A final key-element to be included in an arbitration agreement is to provide for an award period, i.e. a period within which the arbitral tribunal must render its award. Generally speaking, disputing parties want the dispute to be resolved as quickly as possible. The Caspian Sea dispute is no exception. On the contrary, the uncertainty and unpredictability still surrounding investment in the Caspian Sea suggest a prompt resolution of the issues, as prompt as the complexity of the issues permits. The arbitration agreement must also set forth a mechanism for prolongation of the award period. In a multi-party arbitration of this kind it is not a good idea to require the agreement of the parties in this respect. Rather, the right of prolongation should lie with the chairman, or with a well-known and well-established international organization such as the ones mentioned above. In this context, the parties should also include provisions in the arbitration agreement to the effect that the award is final and binding.

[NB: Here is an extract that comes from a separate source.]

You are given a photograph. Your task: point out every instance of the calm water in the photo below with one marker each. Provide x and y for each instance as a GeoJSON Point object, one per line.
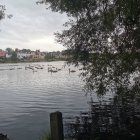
{"type": "Point", "coordinates": [27, 98]}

It is my belief that if the littoral states could agree on an arbitration agreement along the lines suggested above, all the Caspian Sea issues could be finally resolved in a relatively short period of time. As mentioned above, this requires political will. I submit that the hesitancy over arbitration that lingers in many government quarters could be overcome if the possibilities of interstate arbitration were properly explained to government officials.